Tapi kalian tidak tahu itu dan mengacuhkan petunjuk apapun yang mengarahkan kalian pada pengetahuan itu, kalian tanpa sadar memilih untuk tidak tahu kalau kalian gila, untukku inilah kegilaan sesungguhnya. Kalian hanya melihat, mendengar, dan merasakan apa yang aku tunjukkan, katakan, dan gambarkan pada kalian. Di luar itu, sepertinya tidak cukup penting untuk menjadi bahan pertimbangan kalian. Mungkin sesekali kalian berpikir tentang nasib bangsa kalian, kelanjutan umat manusia, atau, jika kalian cukup arogan, berpikir bagaimana menyelamatkan planet kalian. Oh, God. Can somebody turn on the heater, please? Thank you. Tapi kemudian aku muncul melalui baliho-baliho, poster-poster, selebaran, dan di kotak listrik di depan kalian, dan kalian pun kembali mengikuti dan mengafirmasi apa yang aku katakan dan tunjukkan pada kalian.

Kalian terpesona oleh warna-warni menyala yang aku bawa, merk-merk yang aku gembar-gemborkan, dan citra kesempurnaan yang aku usung. Kalian pun lupa siapa diri kalian sebenarnya. Kini kalian adalah agen KFC, McD, Burger King, Armani, Louis Vuitton, RCTI, dan SCTV yang mengonsumsi sekaligus mendistribusikan semua itu. Lupa manusia lahir telanjang. Lupa manusia tidak memiliki kekosongan dalam jiwa. Lupa pada alam. Lupa sabda semesta. Lupa bumi dan waktu bukan milik kalian. Misiku berhasil. Tuhan kalian sekarang adalah yang bisa menilai segalanya, nilai guna tidak lagi penting, nilai tukar lebih utama. Shit, it’s too hot, goddamnit. Who the fuck buy this fuckin’ heater? Uang. Uang. Uang. Uang. Uang. HAHA. Di hadapan uang kalian sama. Kalian bangun pagi dengan satu tujuan dalam pikiran, mendapatkan uang. Sepanjang hari, mencari kesana kemari, mendapat sedikit lalu menghabiskannya. Tidur di malam hari dan berharap besok masih ada uang di pojok-pojok dunia untuk didapatkan dan kemudian dihamburkan lagi. Oh, ya, misiku berhasil.

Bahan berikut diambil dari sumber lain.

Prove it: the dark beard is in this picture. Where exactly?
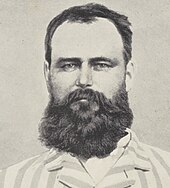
[39,85,133,159]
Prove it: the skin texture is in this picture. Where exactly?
[39,19,133,159]
[45,18,132,100]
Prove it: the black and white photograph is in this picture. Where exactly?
[0,0,170,188]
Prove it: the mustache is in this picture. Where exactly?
[50,88,127,113]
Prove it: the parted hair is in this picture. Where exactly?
[45,3,132,65]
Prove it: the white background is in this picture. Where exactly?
[0,0,170,168]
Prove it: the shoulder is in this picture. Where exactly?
[0,152,46,188]
[142,144,170,168]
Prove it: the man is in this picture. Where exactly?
[0,4,170,188]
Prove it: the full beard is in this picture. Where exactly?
[39,84,133,159]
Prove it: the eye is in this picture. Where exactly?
[61,63,79,72]
[93,63,112,71]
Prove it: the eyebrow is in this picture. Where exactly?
[56,57,82,66]
[89,56,119,65]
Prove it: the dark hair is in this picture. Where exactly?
[45,3,132,65]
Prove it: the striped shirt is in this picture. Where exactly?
[0,130,170,188]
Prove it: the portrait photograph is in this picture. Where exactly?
[0,0,170,188]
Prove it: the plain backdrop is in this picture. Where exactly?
[0,0,170,168]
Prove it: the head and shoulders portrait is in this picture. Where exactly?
[0,1,170,188]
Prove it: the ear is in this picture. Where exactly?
[126,61,135,92]
[44,61,50,91]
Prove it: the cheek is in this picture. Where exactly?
[50,72,77,99]
[94,68,125,99]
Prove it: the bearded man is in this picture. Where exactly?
[0,4,170,188]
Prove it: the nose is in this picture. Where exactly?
[76,65,93,88]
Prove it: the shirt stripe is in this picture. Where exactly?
[137,170,149,188]
[151,149,170,177]
[30,165,44,188]
[0,169,7,187]
[37,168,51,188]
[0,130,170,188]
[47,171,57,188]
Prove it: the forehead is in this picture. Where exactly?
[52,18,123,57]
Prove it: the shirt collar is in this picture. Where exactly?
[44,129,151,188]
[44,129,152,171]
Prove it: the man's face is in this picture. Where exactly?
[48,18,125,100]
[39,19,133,158]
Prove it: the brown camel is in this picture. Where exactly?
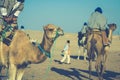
[0,24,64,80]
[87,23,116,80]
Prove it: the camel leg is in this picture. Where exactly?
[77,46,81,60]
[16,68,25,80]
[89,59,92,80]
[83,47,87,61]
[9,64,17,80]
[95,55,103,80]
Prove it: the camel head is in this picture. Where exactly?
[108,23,117,42]
[108,23,117,31]
[44,24,64,40]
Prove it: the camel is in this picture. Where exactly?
[0,24,64,80]
[87,23,116,80]
[77,32,87,60]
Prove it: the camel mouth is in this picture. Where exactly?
[57,27,64,36]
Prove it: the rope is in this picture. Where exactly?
[43,40,56,80]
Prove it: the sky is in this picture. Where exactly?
[18,0,120,34]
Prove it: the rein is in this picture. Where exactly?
[38,44,51,58]
[38,31,59,58]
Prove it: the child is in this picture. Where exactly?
[60,40,70,64]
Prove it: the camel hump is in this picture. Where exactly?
[11,30,30,45]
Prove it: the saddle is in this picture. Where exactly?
[0,26,15,46]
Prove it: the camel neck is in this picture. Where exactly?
[40,35,53,52]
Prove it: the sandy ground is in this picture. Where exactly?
[0,31,120,80]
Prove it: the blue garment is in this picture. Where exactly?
[88,12,107,30]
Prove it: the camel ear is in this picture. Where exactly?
[43,26,47,30]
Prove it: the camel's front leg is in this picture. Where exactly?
[16,68,25,80]
[9,64,17,80]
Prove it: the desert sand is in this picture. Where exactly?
[0,30,120,80]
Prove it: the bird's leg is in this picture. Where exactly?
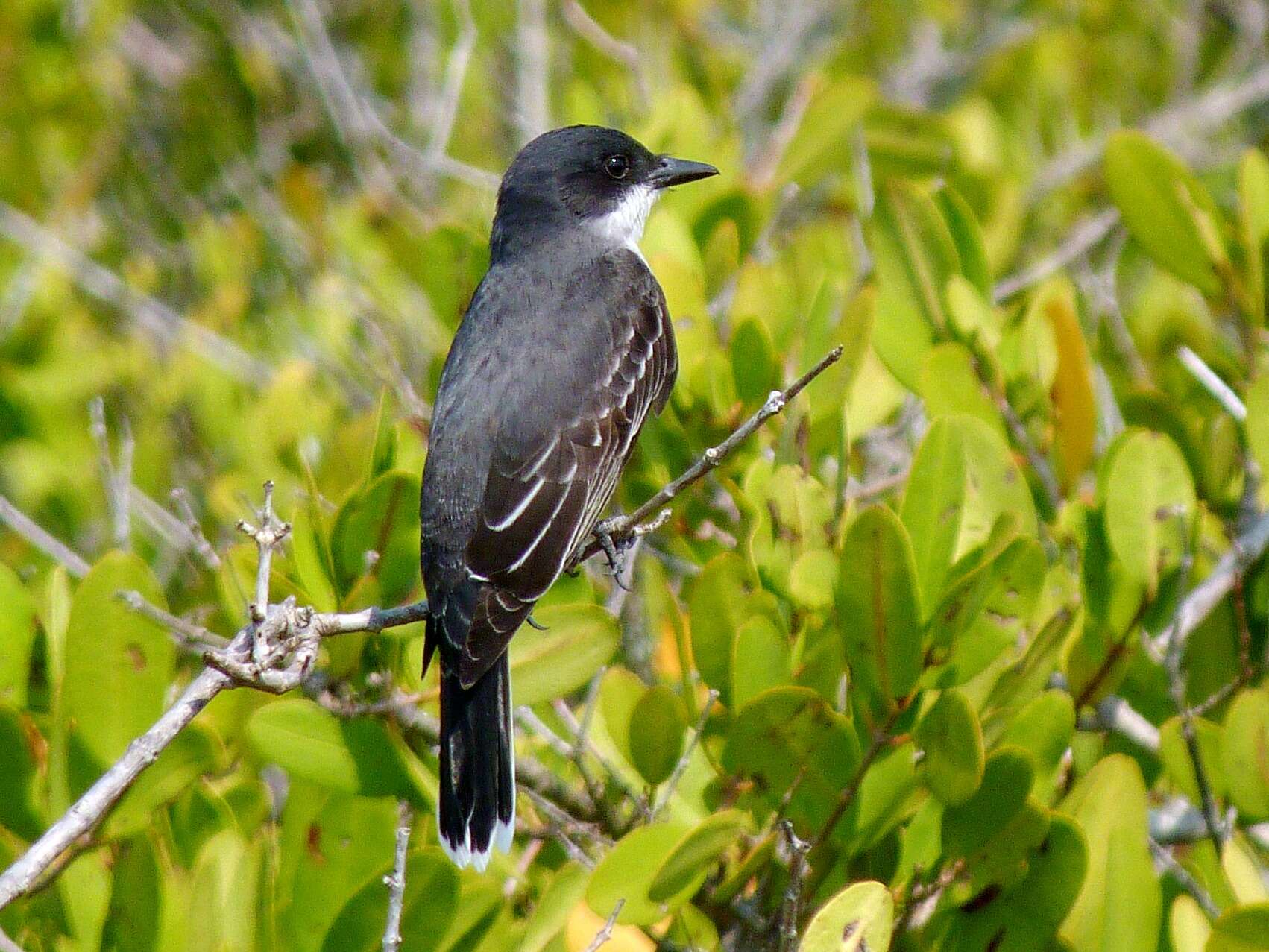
[591,519,633,591]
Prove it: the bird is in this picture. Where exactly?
[420,126,718,871]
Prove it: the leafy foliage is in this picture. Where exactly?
[0,0,1269,952]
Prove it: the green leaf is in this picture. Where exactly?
[731,318,779,403]
[281,786,396,952]
[321,847,458,952]
[291,504,338,612]
[934,186,991,301]
[1238,148,1269,322]
[629,684,687,787]
[915,690,985,804]
[246,698,428,806]
[1058,754,1162,952]
[900,414,1037,612]
[1221,688,1269,820]
[0,703,45,840]
[920,343,1005,439]
[725,687,859,828]
[519,863,590,952]
[799,881,895,952]
[837,506,922,702]
[869,180,960,391]
[731,614,790,707]
[1204,903,1269,952]
[1245,373,1269,485]
[330,471,419,604]
[1038,280,1098,490]
[1221,834,1269,904]
[1168,892,1212,952]
[1104,130,1221,294]
[509,604,620,704]
[586,822,705,925]
[0,562,36,707]
[689,552,749,706]
[1159,717,1227,804]
[790,549,837,609]
[1000,688,1075,801]
[775,76,877,184]
[1103,430,1194,591]
[649,810,750,901]
[943,748,1032,857]
[62,552,177,766]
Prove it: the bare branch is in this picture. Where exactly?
[87,397,136,551]
[779,820,811,952]
[991,208,1119,305]
[649,688,718,822]
[0,202,273,387]
[383,800,414,952]
[1029,66,1269,201]
[171,488,221,571]
[1153,513,1269,656]
[560,0,649,109]
[119,589,230,651]
[1079,694,1159,753]
[582,898,626,952]
[515,0,551,145]
[568,347,841,570]
[0,497,92,579]
[1177,344,1247,423]
[1148,839,1221,919]
[0,649,238,909]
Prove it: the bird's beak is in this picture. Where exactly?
[649,155,718,188]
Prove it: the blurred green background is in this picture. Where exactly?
[0,0,1269,952]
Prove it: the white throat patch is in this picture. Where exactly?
[588,186,658,258]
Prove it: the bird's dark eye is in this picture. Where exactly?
[604,155,631,179]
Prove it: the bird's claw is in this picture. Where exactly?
[594,522,631,591]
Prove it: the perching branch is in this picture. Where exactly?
[383,800,414,952]
[567,347,841,570]
[0,491,426,909]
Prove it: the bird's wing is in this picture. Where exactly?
[456,251,678,684]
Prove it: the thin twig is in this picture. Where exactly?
[171,486,221,571]
[582,898,626,952]
[515,0,551,143]
[1164,515,1226,856]
[383,800,414,952]
[0,497,92,579]
[560,0,649,109]
[991,208,1119,305]
[1177,344,1247,423]
[1153,513,1269,656]
[779,820,811,952]
[1147,838,1221,919]
[119,589,230,651]
[87,397,136,551]
[568,347,841,569]
[649,688,718,822]
[1079,694,1159,753]
[0,202,273,387]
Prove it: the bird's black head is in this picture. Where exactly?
[491,126,718,259]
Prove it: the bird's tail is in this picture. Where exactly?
[436,654,515,871]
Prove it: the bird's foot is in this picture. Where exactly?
[591,519,633,591]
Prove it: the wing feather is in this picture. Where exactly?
[434,251,678,685]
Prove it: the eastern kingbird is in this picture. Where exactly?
[420,126,718,869]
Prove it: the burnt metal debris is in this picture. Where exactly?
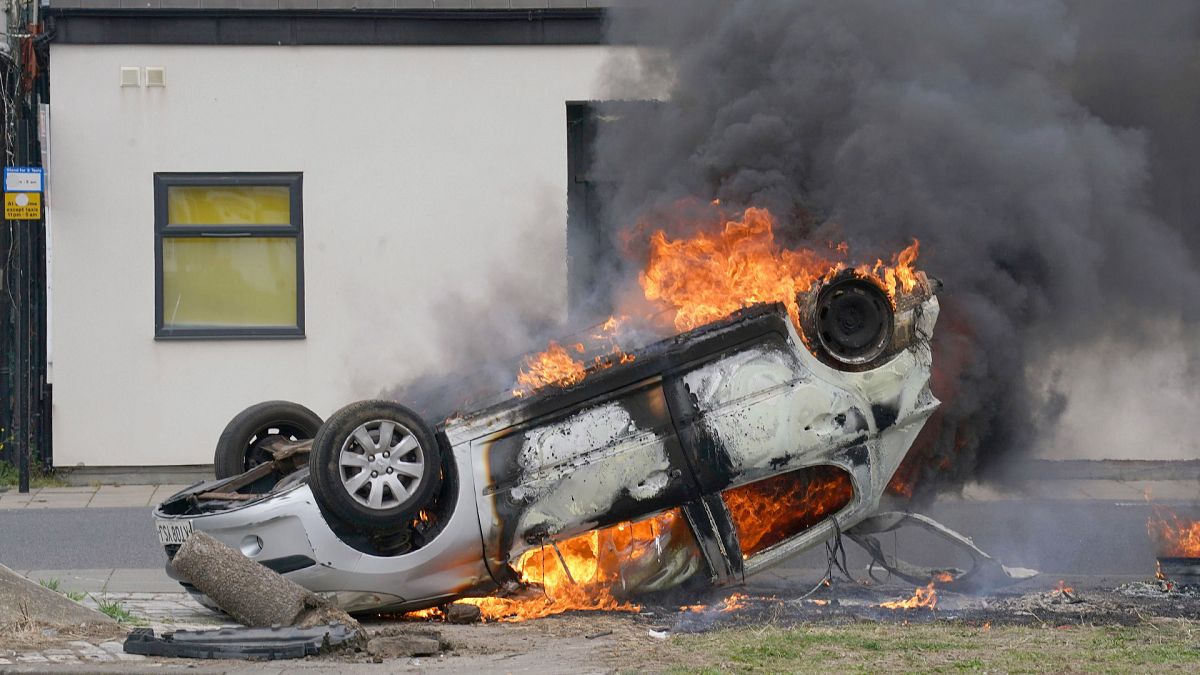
[846,512,1038,593]
[125,623,359,661]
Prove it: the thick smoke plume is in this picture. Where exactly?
[594,0,1200,489]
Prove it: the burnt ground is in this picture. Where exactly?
[335,572,1200,673]
[9,568,1200,675]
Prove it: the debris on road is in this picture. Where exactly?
[172,532,359,629]
[125,623,358,661]
[154,532,366,658]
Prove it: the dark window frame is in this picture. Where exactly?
[154,172,305,340]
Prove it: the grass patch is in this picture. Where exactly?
[91,596,145,626]
[623,619,1200,673]
[0,461,67,488]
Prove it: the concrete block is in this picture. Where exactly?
[0,565,116,628]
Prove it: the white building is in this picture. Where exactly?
[48,0,612,467]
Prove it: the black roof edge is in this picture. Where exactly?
[48,7,607,46]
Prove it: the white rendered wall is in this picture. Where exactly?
[49,44,608,466]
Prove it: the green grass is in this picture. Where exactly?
[652,620,1200,673]
[91,596,145,625]
[37,578,88,603]
[0,456,67,488]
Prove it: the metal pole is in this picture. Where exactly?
[11,118,29,492]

Aku seorang aktor untuk Tuhan, telah mengemban peran dengan baik. Kini, aku nyata dan kalian adalah fiksi. Peranku telah mengejawantah. Raksasa korporasi multinasional mendunia, Tuhan mewujud dan kalian menjadi fiksi. Sebuah sandiwara yang spektakuler. Kini kalian telah melihat wajah Tuhan.